A Critical Analysis of the Role of Measurement on the Validity of Research
MAUREEN CONROY (University of Florida), Janine Peck Stichter (University of Missouri-Columbia)
Abstract: There is an ever-growing need to conduct high quality research and translate our research findings to practice by emphasizing high quality, scientifically based intervention strategies for teachers to use when addressing problem behaviors demonstrated by children and youth with emotional/behavioral disorders (EBD). This presentation critically analyzes the research trends in the field of emotional/behavioral disorders (EBD) with a specific emphasis on the role of measurement in single subject design methodology in the field of EBD. Specifically, a critical analysis and examination of the current measurement practices and the effect these practices have on the internal, external, and social validity of the research within the field of emotional/behavioral disorders (EBD) will be presented. In particular, an examination of how the shifts in EBD research, conceptually as well as practically, have impacted measurement systems, ultimately affecting the validity of the research and the availability of scientifically based practices will be discussed. In addition, a proposal for extending the empirical rigor and generalization of our research findings with the goal of improving the validity of the research findings and the availability scientifically based practices for children, families, and teachers is presented.
Alternative Strategies for Determining Intervention Effectiveness
MELISSA L. OLIVE (University of Texas, Austin)
Abstract: This paper will present results from a series of assessment-based intervention studies conducted with 6 children who engaged in challenging behavior. Next results will be presented in terms of effect size calculations (i.e., standard mean difference and regression analysis), and percentage of non-overlapping data (PND; Scruggs, Mastropieri, & Casto, 1987). The author will discuss issues regarding effec t size calculations for single subject designs.
Multiple Measures to Assess Student Behavior Change and Treatment Fidelity: Issues, Methods and Preliminary Results
JAMES J. FOX (East Tennessee State University), Leia D. Blevins (East Tennessee State University), Angela Spranger (East Tennessee State University), Cheri Kyzer (East Tennessee State University), Christi Carr (East Tennessee State University), Stacy Foster (East Tennessee State University)
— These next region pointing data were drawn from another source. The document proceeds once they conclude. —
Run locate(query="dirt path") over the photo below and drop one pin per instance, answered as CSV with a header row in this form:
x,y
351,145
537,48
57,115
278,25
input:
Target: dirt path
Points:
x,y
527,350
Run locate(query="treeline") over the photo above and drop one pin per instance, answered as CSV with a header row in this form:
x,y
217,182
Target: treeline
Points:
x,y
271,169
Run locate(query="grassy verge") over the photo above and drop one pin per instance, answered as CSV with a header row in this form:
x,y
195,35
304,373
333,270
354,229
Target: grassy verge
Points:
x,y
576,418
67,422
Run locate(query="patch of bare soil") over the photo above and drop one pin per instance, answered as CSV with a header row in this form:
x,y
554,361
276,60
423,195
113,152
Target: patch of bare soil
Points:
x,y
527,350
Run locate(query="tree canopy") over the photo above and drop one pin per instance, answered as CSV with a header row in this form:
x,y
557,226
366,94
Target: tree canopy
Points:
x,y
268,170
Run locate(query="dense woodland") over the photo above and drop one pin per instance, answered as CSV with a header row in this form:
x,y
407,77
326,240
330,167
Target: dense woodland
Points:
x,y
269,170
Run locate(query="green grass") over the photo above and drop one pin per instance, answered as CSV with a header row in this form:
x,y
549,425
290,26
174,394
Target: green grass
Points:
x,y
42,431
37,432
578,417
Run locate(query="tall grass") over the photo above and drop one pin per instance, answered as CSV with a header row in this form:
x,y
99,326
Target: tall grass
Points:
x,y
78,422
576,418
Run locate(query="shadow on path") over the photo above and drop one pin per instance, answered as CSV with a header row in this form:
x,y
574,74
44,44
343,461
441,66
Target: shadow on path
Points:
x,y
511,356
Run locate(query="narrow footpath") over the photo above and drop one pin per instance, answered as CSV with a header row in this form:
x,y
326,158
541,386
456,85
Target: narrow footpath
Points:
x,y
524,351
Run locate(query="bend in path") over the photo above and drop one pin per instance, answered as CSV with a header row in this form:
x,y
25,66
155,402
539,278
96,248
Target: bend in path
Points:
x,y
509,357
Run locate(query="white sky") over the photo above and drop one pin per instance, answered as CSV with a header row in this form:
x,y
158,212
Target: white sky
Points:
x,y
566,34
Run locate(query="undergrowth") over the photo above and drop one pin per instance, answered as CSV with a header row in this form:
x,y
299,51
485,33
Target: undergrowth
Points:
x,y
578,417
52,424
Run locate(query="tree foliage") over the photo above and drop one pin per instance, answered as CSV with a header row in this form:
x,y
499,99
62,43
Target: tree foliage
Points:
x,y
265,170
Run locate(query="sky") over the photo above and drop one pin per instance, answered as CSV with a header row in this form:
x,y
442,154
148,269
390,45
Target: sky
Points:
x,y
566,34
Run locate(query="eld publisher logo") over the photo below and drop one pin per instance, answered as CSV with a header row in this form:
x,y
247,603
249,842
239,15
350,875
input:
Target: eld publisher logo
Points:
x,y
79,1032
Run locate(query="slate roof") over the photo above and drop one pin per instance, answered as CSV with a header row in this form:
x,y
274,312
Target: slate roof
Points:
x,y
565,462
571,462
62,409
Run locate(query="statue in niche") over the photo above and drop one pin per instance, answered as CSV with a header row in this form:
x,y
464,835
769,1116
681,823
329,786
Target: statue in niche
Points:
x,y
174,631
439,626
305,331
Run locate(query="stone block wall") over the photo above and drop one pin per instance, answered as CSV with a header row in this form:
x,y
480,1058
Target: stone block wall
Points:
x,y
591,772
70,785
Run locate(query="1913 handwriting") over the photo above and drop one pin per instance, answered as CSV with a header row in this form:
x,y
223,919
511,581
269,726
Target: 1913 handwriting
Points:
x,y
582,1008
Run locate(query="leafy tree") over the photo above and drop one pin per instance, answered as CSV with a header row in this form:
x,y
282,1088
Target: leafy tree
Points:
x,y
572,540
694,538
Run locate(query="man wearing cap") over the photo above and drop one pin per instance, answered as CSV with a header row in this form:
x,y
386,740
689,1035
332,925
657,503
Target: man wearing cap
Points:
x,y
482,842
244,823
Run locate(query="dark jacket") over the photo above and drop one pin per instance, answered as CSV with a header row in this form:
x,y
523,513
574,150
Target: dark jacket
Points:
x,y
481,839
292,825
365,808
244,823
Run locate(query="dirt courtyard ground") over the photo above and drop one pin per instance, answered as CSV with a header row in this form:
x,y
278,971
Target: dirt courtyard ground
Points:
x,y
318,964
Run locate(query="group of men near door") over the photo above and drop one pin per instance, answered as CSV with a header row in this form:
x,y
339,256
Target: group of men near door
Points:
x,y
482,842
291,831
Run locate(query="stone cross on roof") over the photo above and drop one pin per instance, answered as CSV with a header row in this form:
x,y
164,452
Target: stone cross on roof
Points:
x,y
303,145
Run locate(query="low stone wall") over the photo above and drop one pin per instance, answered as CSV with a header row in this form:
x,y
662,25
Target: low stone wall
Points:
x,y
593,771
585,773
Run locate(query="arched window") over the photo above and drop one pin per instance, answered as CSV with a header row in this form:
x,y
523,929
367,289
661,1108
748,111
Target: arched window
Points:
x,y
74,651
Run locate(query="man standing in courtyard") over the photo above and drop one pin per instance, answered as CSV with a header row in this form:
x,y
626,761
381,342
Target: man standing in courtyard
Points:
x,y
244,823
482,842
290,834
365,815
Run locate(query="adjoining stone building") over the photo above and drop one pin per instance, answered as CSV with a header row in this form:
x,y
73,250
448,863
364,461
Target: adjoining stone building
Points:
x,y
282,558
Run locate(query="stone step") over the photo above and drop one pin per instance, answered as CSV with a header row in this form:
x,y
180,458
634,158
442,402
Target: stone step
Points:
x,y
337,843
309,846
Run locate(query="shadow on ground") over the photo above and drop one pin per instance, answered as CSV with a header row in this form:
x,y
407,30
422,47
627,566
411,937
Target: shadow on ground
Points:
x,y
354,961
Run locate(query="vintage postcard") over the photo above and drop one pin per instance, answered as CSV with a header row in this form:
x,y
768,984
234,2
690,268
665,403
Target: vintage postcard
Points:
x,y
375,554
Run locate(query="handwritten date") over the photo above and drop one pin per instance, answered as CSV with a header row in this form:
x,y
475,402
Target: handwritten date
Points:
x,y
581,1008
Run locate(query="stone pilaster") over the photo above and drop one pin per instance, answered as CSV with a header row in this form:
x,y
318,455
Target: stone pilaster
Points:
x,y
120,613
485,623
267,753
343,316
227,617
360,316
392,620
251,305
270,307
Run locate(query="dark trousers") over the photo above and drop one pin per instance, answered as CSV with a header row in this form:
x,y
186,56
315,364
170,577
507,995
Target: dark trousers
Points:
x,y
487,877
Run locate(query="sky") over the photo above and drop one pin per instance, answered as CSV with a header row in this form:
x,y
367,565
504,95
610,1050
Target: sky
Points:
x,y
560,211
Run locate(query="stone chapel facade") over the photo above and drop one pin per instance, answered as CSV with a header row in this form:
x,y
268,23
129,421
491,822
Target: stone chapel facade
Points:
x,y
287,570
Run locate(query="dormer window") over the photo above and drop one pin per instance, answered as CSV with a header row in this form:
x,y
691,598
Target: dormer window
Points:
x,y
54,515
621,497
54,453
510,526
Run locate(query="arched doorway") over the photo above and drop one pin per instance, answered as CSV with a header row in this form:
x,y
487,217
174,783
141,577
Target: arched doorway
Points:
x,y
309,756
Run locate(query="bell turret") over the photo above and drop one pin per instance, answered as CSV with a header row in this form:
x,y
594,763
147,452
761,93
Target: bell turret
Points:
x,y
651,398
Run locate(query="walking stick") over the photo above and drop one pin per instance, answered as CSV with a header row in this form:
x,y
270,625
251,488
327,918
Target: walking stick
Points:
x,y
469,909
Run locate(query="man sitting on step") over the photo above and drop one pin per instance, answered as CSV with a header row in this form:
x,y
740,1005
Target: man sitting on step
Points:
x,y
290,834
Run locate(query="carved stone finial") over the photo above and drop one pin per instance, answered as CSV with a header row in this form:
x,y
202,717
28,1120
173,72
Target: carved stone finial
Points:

Abstract: Experimental and case study reports show that functional behavior assessment (FBA) interventions effectively reduce student challenging behaviors when implemented or supervised by researchers (see, for example, Sasso, Conroy, Stichter, & Fox, 2001). Two large scale studies produced conflicting results, one finding that personnel trained in FBA reduced student behavior problems (Chandler, Dahlquist, Repp & Feltz,1999), the other reporting few differences between FBA based- and more traditional behavior management interventions (Schill, Kratochwill, & Elliot, 1998). One factor that may have contributed to these conflicting outcomes is the failure of classroom personnel to faithfully implement FBA-based interventions. Despite a clear need for such studies (e.g., Gable, Hendrickson, & Van Acker, 2001), "treatment fidelity" studies that assess both the student's and teacher's behaviors are lacking. This presentation will discuss: (a) issues in treatment fidelity analyses; (b) multi-method procedures for accomplishing such an analysis; and, (c) results from an ongoing treatment fidelity study of students with disabilities conducted in various school systems in northeast Tennessee. Data were collected using inexpensive palm top computers and commercially available software.